Erley emphasizes that one "can't paint Mexico with a broad brush stroke" regarding cartel risk; assessment must be done on a state-by-state, jurisdiction-by-jurisdiction basis. He cites the Torex incident in 2015, where 15 police officers were killed, but military intervention secured the mine, and there have been no problems since. He also mentions Heliodor's Anapala project in the Guerrero Gold Belt, an area known for "beheadings," which has been "kicked around by several juniors for a reason" due to its dangerous jurisdiction, despite its fantastic project numbers.

Companies operating in Sinaloa are currently facing heavy stock pressure. Conversely, Go Gold Resources, operating in Jalisco State, saw its stock hit after a cartel head was killed by the Mexican military. Erley views this as a potential buying opportunity for Go Gold, as their specific operating area is safe, the company has $250 million in cash (enough to build their Los Ricos project without debt), and is awaiting a permit (delayed like many others in Mexico). He concludes that while Mexico has many issues, a selective, jurisdiction-specific approach is crucial to avoid "leaving a lot of money on the table," though individual risk tolerance varies.

PDAC Conference and Future Due Diligence

Erley plans to attend the PDAC conference in Toronto, utilizing its "one-on-one program" to meet with early-stage, higher-risk companies on his watch list. He aims to find two new entry positions for such companies. He also intends to gather more intel on Mexico by speaking with as many people operating there as possible, seeking diverse opinions beyond his trusted colleagues, given his subscribers' investments.

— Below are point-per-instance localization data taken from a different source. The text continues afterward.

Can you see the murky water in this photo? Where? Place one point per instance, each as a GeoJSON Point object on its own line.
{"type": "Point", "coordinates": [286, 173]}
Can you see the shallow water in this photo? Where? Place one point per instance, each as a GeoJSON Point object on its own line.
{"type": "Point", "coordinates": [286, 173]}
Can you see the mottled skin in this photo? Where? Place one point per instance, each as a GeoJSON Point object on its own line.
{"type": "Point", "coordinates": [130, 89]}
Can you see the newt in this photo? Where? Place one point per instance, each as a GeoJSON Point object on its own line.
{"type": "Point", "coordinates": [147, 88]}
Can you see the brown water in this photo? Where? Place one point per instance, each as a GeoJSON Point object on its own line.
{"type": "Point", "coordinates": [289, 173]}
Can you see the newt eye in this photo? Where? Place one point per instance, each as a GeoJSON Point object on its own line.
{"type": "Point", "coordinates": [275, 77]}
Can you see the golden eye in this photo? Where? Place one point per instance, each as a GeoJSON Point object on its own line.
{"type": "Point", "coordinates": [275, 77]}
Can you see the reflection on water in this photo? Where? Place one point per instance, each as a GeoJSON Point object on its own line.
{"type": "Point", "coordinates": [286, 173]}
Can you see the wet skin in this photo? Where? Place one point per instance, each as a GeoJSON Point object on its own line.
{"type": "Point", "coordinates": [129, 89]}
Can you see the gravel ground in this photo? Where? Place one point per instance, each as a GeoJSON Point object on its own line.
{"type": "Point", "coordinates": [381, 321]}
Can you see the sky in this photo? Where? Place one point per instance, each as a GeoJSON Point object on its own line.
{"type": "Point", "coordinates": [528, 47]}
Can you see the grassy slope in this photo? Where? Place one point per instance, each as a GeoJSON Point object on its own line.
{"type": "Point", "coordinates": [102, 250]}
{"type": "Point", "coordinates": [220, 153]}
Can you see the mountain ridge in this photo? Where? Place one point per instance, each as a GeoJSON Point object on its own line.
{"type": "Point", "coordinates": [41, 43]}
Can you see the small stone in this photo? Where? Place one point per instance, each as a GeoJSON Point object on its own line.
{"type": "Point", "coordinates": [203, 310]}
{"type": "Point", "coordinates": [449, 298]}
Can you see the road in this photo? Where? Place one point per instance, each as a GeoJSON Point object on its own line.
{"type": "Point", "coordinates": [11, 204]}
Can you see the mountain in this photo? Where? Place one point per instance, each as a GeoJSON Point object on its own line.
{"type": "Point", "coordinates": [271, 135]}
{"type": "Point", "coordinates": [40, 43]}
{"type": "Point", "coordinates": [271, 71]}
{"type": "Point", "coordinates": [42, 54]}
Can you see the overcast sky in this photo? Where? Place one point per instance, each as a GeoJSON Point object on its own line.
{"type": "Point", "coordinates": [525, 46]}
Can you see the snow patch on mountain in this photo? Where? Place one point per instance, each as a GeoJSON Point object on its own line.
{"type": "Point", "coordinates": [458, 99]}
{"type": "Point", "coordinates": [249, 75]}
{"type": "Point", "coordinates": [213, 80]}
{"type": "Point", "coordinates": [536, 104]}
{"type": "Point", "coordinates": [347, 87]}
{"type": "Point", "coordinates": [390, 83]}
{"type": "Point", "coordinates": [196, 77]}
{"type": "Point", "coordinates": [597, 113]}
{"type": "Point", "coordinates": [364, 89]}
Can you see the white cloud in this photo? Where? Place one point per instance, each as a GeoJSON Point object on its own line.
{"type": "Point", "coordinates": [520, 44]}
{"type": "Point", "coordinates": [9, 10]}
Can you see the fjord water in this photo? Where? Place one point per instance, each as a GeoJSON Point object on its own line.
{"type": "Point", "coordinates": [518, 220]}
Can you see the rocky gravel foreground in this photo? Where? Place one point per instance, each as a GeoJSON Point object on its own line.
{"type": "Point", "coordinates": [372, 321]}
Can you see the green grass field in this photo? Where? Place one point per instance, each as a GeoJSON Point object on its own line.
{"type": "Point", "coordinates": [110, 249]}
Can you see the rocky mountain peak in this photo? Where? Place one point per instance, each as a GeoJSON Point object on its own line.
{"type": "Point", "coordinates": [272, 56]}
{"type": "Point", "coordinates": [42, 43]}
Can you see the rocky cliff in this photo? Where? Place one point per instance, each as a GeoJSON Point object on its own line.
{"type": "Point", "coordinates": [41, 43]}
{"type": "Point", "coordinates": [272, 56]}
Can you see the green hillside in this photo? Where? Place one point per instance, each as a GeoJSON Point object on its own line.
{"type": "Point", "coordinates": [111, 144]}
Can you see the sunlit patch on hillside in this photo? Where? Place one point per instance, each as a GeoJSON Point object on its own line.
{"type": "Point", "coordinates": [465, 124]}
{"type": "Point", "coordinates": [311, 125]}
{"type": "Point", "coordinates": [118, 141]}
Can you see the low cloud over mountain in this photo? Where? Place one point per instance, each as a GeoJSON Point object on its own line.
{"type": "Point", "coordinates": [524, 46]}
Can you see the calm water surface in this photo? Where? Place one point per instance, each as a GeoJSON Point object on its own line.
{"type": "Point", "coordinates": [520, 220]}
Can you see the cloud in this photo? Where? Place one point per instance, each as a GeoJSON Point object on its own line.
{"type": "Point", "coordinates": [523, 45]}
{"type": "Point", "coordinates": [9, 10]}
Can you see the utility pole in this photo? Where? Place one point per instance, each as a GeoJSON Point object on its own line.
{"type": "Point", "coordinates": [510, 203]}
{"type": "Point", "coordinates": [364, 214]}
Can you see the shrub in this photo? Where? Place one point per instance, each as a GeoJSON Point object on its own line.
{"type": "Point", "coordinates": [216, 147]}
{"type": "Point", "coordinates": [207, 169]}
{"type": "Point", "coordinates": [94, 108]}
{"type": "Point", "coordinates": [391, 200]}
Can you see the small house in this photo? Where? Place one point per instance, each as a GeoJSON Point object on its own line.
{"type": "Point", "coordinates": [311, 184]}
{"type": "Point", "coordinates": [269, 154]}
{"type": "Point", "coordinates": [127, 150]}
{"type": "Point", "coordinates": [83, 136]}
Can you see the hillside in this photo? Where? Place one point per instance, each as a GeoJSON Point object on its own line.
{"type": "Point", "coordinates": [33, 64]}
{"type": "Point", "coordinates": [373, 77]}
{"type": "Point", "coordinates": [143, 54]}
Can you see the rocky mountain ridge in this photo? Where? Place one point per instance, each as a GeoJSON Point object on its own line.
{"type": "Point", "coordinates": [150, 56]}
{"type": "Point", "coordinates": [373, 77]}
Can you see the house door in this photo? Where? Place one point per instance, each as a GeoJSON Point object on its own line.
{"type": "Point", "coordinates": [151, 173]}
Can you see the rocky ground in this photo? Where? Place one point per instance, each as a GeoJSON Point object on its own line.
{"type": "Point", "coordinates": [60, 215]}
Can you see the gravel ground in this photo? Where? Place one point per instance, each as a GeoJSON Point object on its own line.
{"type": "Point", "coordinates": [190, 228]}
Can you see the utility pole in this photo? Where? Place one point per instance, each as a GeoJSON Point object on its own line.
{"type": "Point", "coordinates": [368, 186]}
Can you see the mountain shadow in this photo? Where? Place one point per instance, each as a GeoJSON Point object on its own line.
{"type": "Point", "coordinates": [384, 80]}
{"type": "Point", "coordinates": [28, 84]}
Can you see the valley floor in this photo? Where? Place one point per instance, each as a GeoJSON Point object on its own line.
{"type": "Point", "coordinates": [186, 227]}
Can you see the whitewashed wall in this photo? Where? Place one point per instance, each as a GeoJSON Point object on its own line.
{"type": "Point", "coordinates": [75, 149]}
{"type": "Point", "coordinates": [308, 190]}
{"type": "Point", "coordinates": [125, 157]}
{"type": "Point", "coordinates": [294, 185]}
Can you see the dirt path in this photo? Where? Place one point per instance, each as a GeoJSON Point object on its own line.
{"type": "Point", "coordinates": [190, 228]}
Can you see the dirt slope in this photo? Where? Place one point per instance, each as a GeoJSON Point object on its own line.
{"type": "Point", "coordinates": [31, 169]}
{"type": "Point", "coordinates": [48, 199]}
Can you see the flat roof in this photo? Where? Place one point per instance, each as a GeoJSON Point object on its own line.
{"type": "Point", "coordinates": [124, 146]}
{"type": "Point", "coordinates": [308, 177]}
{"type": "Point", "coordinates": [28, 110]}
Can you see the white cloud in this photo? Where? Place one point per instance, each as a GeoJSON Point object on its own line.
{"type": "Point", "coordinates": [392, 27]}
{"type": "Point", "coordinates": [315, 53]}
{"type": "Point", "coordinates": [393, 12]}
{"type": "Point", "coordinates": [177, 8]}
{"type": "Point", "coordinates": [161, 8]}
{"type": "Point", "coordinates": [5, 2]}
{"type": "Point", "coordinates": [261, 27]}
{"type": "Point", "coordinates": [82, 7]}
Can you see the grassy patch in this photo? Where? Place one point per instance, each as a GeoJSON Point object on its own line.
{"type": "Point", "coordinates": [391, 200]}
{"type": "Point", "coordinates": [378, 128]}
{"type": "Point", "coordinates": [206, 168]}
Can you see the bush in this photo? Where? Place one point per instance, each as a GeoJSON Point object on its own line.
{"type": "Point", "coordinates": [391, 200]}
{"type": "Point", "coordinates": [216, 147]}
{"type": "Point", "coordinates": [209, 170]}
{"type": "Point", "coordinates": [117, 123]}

JMJ Sentiment Newsletter Update

Erley's newsletter service, JMJ Sentiment, is currently at full capacity with 500 members and has a waiting list. This indicates a strong demand for expert guidance among investors entering the sector who recognize the opportunities but seek help in identifying the right companies.

Conclusion

The precious metals market is in a robust bull phase, driven by economic uncertainty, stagflationary pressures, and geopolitical instability. Junior mining stocks, despite their inherent volatility, offer significant upside due to their current undervaluation and underownership. A strategic approach involves rotating profits into higher-risk, earlier-stage exploration companies with 10-bagger potential, while exercising extreme choosiness and thorough due diligence. Jurisdictional risk, particularly in Mexico, requires a nuanced, state-by-state assessment rather than a broad generalization. While incidents like the Vizsla Silver tragedy highlight severe dangers, other regions within Mexico may present viable, even opportunistic, investment prospects for those with a high tolerance for risk and a commitment to detailed research. The demand for expert guidance in this complex sector is evident from the growth of services like JMJ Sentiment.